Many a soft drink has come of age below the Mason-Dixon Line: Coca-Cola, Pepsi, Dr Pepper, Mountain Dew. Not to mention regional favorites such as Cheerwine and Ale-8-One. But these days, even the little guys tend to forgo fresh ingredients for concentrates and artificial flavorings from who knows where. That’s a shame, says Cannonborough Beverage cofounder Mick Matricciano. “My partners and I all worked in restaurants, and we saw great wine, beer, cocktails, and food,” he says. “Soda used to be an interesting thing, but it has gone downhill.” They set out to bring it back to its more wholesome Southern roots, working with area farms and developing a rainbow of fresh flavors such as honey basil, strawberry jalapeño, and raspberry mint. Growlers of the stuff quickly became favorites at local farmers’ markets, and after three years of trial and error, their creations are now available in shelf-stable bottled versions that taste like soda might have a century ago. With a bit of luck, they could be the next big star on the soft drinks aisle. For now, though, they’re available online, at restaurants, and at specialty shops. “People don’t always understand the work that goes into our sodas,” Matricciano says, “but once they do, I think they appreciate it.”

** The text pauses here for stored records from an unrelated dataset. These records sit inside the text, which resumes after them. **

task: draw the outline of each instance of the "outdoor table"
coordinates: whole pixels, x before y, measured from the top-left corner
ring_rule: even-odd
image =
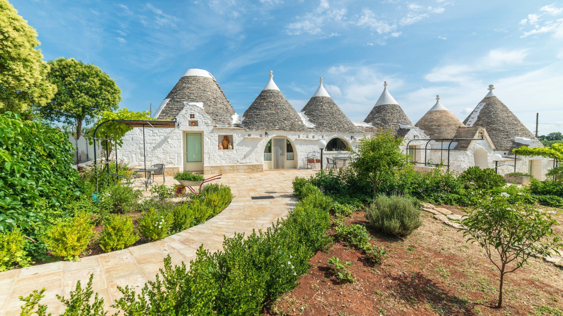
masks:
[[[145,173],[145,180],[143,181],[143,183],[144,183],[144,184],[145,184],[145,191],[146,191],[147,189],[149,188],[149,183],[150,183],[151,184],[152,184],[153,183],[157,183],[156,181],[155,181],[154,180],[153,180],[152,177],[151,177],[151,176],[150,176],[150,173],[151,173],[153,171],[157,170],[157,169],[158,169],[158,168],[146,168],[146,169],[138,169],[138,170],[135,170],[135,172],[138,172],[138,173],[144,172],[144,173]]]
[[[346,166],[346,161],[350,160],[349,157],[334,157],[333,159],[335,161],[342,161],[343,164],[342,168],[345,168]]]

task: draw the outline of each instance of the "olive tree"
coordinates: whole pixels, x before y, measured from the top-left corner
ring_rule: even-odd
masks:
[[[51,102],[38,109],[46,119],[76,127],[77,138],[82,125],[93,123],[104,111],[114,111],[121,101],[121,90],[99,67],[74,58],[50,61],[47,78],[57,86]]]
[[[42,106],[56,91],[46,80],[49,66],[43,61],[37,32],[0,0],[0,110],[20,112]]]
[[[530,258],[559,254],[561,240],[554,236],[552,226],[557,224],[548,214],[533,206],[508,200],[501,193],[485,199],[470,211],[459,229],[467,242],[477,243],[485,250],[500,273],[498,303],[502,307],[504,275],[522,267]]]
[[[372,183],[374,196],[383,175],[406,164],[408,156],[399,147],[401,143],[403,138],[397,137],[391,129],[379,129],[375,137],[364,137],[351,150],[350,166],[360,179]]]

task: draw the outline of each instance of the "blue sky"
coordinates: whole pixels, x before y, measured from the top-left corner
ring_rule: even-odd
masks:
[[[536,112],[540,123],[563,123],[563,2],[11,2],[37,30],[46,60],[100,67],[130,110],[158,107],[186,69],[201,68],[242,114],[271,70],[298,110],[322,76],[354,121],[364,120],[387,80],[413,123],[437,94],[463,120],[491,84],[530,130]]]

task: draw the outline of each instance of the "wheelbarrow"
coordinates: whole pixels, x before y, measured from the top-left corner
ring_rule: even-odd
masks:
[[[209,181],[213,181],[213,180],[217,180],[221,179],[220,177],[223,175],[222,174],[217,174],[217,175],[213,175],[213,177],[208,178],[207,179],[204,179],[203,181],[187,181],[186,180],[177,180],[180,182],[180,184],[176,186],[174,193],[177,196],[180,196],[181,195],[184,195],[186,193],[186,188],[187,188],[191,192],[195,193],[195,194],[199,195],[199,192],[202,191],[202,187],[203,186],[203,184]],[[195,191],[194,187],[199,187],[199,191]]]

Price: $10 for a 750-ml bottle

Drink Category: Runners-Up

Swift Distillery
Product: Single-malt whiskey
Made in: Dripping Springs, TX
Est.: 2012

Texans have always done things their own way. So it’s no surprise that a couple of dyed-in-the-wool natives decided to focus on a different kind of whiskey than the small-batch bourbons and ryes cropping up all over: Scotch-style single malt, made using imported barley and mineral-enriched water. Nick and Amanda Swift fell in love with the singular spirit on trips to Scotland before deciding to try a Lone Star version. Turns out the climate works to their advantage. Hot days and cool evenings make the bourbon barrels where the whiskey sleeps expand and contract more quickly, rendering a sippable spirit that will surprise Scotch drinkers with its smoothness. Drink it straight in the winter, Amanda suggests, and with a splash of cold water in the summer. “That, and a cube of ice. It gets hot down here.”

Price: $55

Product: Cold-pressed juices
Made in: Palmetto, GA
Est.: 2014

Plenty of Southerners love to eat collard greens. But drink them? That’s likely to raise a few eyebrows. Still, says Kelley Sibley, who started juicing everything from greens to fennel to apples and carrots after a health scare, they make a surprisingly delicious elixir. The cold-pressed organic offerings on her mail-order menu change depending on the season and what’s available at nearby farms, but there are a few mainstays. A sunrise-orange concoction fortified with sweet potatoes, carrots, and cinnamon is a perennial favorite (imagine sweet potato pie, only liquid and with more vitamins), as is a lemon ginger tonic helpful for kicking winter colds. “People think I add special ingredients to my juices to make them so potent,” Sibley says. “I don’t. I just give the juices to you when they’re fresh.”

Price: $8.50–$10

Early Mountain
Product: Rosé
Made in: Madison, VA
Est.: 2012

America Online cofounder Steve Case knows when to join an up-and-coming movement. Nowadays, the technology pioneer and his wife, Jean (a former AOL executive), are not only successful investors but also the owners of Early Mountain Vineyards, as well as passionate advocates for the increasingly popular—and increasingly impressive—wines of Virginia, their adopted home state. “We’re looking for ways to push the industry forward,” says Early Mountain’s general manager, Dave Kostelnik, who’s also a veteran of the tech industry. One of the label’s major contributions is a crisp rosé made with young merlot grapes that thrive in one particular corner of the vineyard. With a delicate, lightly acidic body, it pairs well with everything from fried chicken to cocktail shrimp to charcuterie and cheese.